In a separate interview to Germany’s Sueddeutsche Zeitung, Mr Juncker said the “Euro zone has come to a stage where we must clearly show through all means possible that we are firm on assuring the stability of the monetary union.
“Nobody should doubt the will of the involved forces to show their determination,” he said.
His comments came after ECB chief Mr Mario Draghi sent stock markets soaring and helped bring down Spanish borrowing costs sharply last week by saying the central bank was “ready to do whatever it takes to preserve the euro. And believe me it will be enough.”
The leaders of France and Germany followed up his statement with a similar joint declaration yesterday although they did not pledge any specific action.

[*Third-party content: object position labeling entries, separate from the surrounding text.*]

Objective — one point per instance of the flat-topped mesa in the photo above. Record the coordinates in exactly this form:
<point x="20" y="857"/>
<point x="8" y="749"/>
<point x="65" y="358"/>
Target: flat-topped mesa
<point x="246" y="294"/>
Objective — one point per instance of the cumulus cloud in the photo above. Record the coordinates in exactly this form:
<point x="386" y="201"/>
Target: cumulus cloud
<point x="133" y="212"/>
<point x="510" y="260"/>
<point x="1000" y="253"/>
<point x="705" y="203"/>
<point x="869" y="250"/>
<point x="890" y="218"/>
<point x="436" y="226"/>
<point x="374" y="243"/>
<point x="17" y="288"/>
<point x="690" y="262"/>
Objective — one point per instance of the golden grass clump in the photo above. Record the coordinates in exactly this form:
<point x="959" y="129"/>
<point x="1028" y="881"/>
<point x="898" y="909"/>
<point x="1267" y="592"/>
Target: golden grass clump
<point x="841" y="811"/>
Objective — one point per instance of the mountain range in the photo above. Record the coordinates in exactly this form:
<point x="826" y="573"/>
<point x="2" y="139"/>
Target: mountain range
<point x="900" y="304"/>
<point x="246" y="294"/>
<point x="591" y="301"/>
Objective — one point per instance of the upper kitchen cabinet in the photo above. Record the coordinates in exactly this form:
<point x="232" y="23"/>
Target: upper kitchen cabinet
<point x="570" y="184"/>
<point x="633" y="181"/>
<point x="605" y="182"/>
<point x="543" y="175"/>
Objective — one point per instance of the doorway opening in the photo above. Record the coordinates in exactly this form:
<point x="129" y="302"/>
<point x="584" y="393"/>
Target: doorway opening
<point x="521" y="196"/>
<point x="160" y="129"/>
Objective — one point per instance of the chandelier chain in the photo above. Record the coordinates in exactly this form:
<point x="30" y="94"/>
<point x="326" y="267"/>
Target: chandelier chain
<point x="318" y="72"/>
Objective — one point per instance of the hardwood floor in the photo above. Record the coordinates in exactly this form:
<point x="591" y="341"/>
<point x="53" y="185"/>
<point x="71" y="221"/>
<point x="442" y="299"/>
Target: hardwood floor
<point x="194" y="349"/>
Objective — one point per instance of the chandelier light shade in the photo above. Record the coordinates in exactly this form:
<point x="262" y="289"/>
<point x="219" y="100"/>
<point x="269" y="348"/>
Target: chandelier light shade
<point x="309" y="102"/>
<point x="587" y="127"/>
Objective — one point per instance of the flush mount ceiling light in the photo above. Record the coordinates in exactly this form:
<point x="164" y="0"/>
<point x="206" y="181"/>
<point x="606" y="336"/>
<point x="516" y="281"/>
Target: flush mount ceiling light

Since the start of the crisis, the ECB lost no time in embarking on a series of emergency measures — in addition to cutting rates — to stem the turmoil.
The EFSF rescue fund currently has a little more than $245 billion to spend, not enough to fly to the rescue of Italy should it need a full-blown Greece-style rescue, but sufficient to have an impact on the market.
Though the fund is also able to buy public debt on the secondary market, it has never yet used that power.
Current rules state the EFSF can intervene on primary markets only for countries that have signed up to an official reform programme in exchange for a financial rescue, such as Greece or Portugal.
The EFSF can also offer credit lines as a precautionary measure or loan money to recapitalise banks.